The last time I stood here, I’d ended my loving partnership with Joe, sold 90% of my belongings including our “family” car which would never fulfill its intended purpose, and used the money to pay off my loans before moving indefinitely to South Africa.

Hmph.

Something about this feels familiar…

End a significant relationship: Check.
Get rid of all my stuff: Check.
Clear out my debts: Check.
Leave the country indefinitely: Check.
 

Hey, whatever works!

I won’t be selling my car, though.  She’ll wait patiently for my inevitable return.  And I’m not selling my furniture because it’s Grandma’s furniture.  But a massive purging is upon me.

I’ll only be taking with me what will fit in my backpack.  And that will be plenty.

I realized something on my bike yesterday about this business of being happy.

I realized that I’d never actually asked myself that question before, which is perhaps why, when I did, I had no freaking idea what real happiness looks like to me.  That has never really factored into any of my major life decisions.  At best it seemed irrelevant, and for a certain chapter of my life seeking happiness for oneself was something to be ashamed of.  I remember being asked by friends when I was in Costa Rica if I was happy and thinking ‘what an odd question.  Happiness has nothing to do with this. I didn’t come here to be happy.

Reflecting on the major decisions of my life and my guiding questions has been an interesting exercise:

                Q: How can I be of the greatest service to others?

                A: 1) Dedicate my life to saving baboons.  2) Go back to school and finish my degree.

                Q: How can I best challenge myself to stimulate growth and to understand my actual limits as opposed to my perceived ones?

                A:  Go to Costa Rica to study monkeys at the most grueling field site in primatology.  Then agree to manage it.

                Q: What will bring me into balance and allow me to more effectively help others?

                A:  Go to India and study yoga.

                Q:  Where can I best be supported and actually enjoy life after all this hell I’ve been putting myself through? (India excluded).

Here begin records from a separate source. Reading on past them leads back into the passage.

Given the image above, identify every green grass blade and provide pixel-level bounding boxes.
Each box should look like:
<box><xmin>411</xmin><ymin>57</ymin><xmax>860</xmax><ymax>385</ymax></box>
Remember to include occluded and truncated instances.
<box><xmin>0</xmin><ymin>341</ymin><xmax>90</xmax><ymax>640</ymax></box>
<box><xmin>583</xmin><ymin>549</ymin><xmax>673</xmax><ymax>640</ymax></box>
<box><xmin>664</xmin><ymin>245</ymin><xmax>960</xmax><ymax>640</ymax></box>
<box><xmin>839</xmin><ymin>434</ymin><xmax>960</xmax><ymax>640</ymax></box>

                A:  Move back to Chico.

For a long time I believed that serving others and seeking happiness for oneself were mutually exclusive.  I realized the hard way (because I tend to stubbornly adhere to the path that I’m on) that an ascetic life is not only unsustainable and unhealthy, but it is also unnecessary.

From the beginning, I’d been driven by the desire to leave a better world than the one I was born in to.  That was the stated purpose of my life.  I created a tremendous amount of pressure for myself to work tirelessly and selflessly toward this goal at the near-total sacrifice of myself.  It was when I found myself in the aftermath of a broken heart (literally and figuratively), coming to terms with big, existential questions and my suffocating fear of dying before I could really make a difference that I allowed myself to see that I already accomplished my goal.  I already had made a difference.  I wouldn’t be written about in history books, but I’d made a positive impact in the lives of others.

Conceding that success five years ago felt like taking 200lbs of pressure off my chest.

Today I stand with the same exterior but a very different interior landscape.

The fact that I am even asking myself that simple question shows me how far I’ve evolved.   I’ve realized that seeking happiness for myself (again, not to be confused with pleasure) not only doesn’t contradict benefiting others, but it could be the best route.

How can I have compassion for others and hold love in my heart if I’m plagued with suffering?  Frustrations, disappointments, irritations… when they exist in our minds they only create suffering for ourselves and those around us.  If we can replace those feelings with loving-kindness, compassion, and gratitude it feels a hell of a lot better for us and enables us to interact with the rest of the world in a positive way.

That’s what I’m working on.  I have a long way to go, but life is all about practice, right?  At least I feel I’ve cleared out a lot of the brush and I’m finally on the right track that I think will lead me home.  Wherever that is.

I wonder, what are your guiding questions and how have they changed through time?